Vacances sans voiture : idée de génie ou simple lubie?

Voyages Sans Voiture

Les longues distance en voiture sont coûteuses : le prix de l’essence, d’une part, mais aussi les frais de stationnement à destination, sans compter que votre assureur devra être prévenu si vous traversez la frontière américaine, par exemple, et que votre prime risque d’en être augmentée.

Pour économiser, plusieurs Québécois optent pour des vacances sans leur voiture. Ce mode de voyage demande un certain sens de l’organisation, mais peut comporter plusieurs avantages!

Choisir une destination en conséquence

Bien sûr, les vacances sans voiture ne sont pas possibles partout. Certains endroits sont définitivement plus accessibles avec un véhicule. Les parcs nature, par exemple, où vous camperez et ferez de la marche en montagne, ne se prêtent pas très bien à l’exercice.

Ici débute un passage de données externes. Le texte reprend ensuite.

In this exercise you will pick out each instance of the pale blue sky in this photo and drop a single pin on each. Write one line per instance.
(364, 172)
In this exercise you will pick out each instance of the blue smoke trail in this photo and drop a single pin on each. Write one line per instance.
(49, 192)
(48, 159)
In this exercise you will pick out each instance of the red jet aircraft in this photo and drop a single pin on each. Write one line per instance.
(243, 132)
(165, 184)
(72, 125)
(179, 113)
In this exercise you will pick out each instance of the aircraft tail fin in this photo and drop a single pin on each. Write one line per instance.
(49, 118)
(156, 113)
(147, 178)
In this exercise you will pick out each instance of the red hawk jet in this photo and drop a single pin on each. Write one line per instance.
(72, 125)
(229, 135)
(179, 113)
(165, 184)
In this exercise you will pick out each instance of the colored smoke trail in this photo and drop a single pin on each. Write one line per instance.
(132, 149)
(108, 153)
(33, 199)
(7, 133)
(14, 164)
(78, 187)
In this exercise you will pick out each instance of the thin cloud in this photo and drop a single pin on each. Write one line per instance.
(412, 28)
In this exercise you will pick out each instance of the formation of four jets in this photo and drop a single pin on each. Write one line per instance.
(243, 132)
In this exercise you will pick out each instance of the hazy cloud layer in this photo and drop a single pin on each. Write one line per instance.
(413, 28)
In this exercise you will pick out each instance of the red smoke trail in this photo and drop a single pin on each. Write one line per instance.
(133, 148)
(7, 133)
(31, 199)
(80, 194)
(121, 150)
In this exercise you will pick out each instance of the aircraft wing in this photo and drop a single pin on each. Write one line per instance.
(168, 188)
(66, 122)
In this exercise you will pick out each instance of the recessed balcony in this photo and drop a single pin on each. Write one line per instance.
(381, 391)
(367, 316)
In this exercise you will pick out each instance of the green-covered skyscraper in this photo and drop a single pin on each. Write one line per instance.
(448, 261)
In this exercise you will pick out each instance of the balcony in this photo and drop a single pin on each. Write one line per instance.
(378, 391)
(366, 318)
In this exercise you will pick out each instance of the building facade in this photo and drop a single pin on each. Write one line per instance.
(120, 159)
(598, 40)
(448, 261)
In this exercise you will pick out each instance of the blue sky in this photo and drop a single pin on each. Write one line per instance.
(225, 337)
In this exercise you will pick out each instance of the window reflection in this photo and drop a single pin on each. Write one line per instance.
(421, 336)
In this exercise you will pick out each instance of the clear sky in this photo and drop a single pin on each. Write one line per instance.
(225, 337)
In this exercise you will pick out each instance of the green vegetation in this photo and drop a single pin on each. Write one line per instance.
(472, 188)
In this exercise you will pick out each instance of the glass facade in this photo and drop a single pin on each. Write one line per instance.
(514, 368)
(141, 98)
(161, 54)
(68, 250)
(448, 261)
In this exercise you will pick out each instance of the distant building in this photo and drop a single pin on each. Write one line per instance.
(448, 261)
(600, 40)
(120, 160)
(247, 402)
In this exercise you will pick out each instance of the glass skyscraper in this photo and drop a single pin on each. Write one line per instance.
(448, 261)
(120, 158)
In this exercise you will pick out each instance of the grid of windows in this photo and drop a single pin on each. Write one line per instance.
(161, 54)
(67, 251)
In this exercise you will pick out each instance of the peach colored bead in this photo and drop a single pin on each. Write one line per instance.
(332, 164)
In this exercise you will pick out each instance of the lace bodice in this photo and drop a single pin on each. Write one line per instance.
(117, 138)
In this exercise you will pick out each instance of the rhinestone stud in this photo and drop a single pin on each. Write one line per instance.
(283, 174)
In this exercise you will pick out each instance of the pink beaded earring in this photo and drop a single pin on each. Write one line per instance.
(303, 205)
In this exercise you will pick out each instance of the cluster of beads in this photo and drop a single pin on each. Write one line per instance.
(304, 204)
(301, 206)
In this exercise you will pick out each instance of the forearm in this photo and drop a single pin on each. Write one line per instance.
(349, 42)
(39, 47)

En revanche, les villes peuvent être plus agréables à visiter sans l’embarras de votre véhicule. Le transport en commun – pour vous y rendre et pour vous y déplacer une fois rendus – vous coûtera infiniment moins cher que ce que votre voiture, son essence, sa maintenance, son stationnement, pourra vous coûter. De plus, prendre le bus ou le métro dans une ville étrangère permet de la découvrir sous toutes ses coutures et de faire des rencontres inoubliables !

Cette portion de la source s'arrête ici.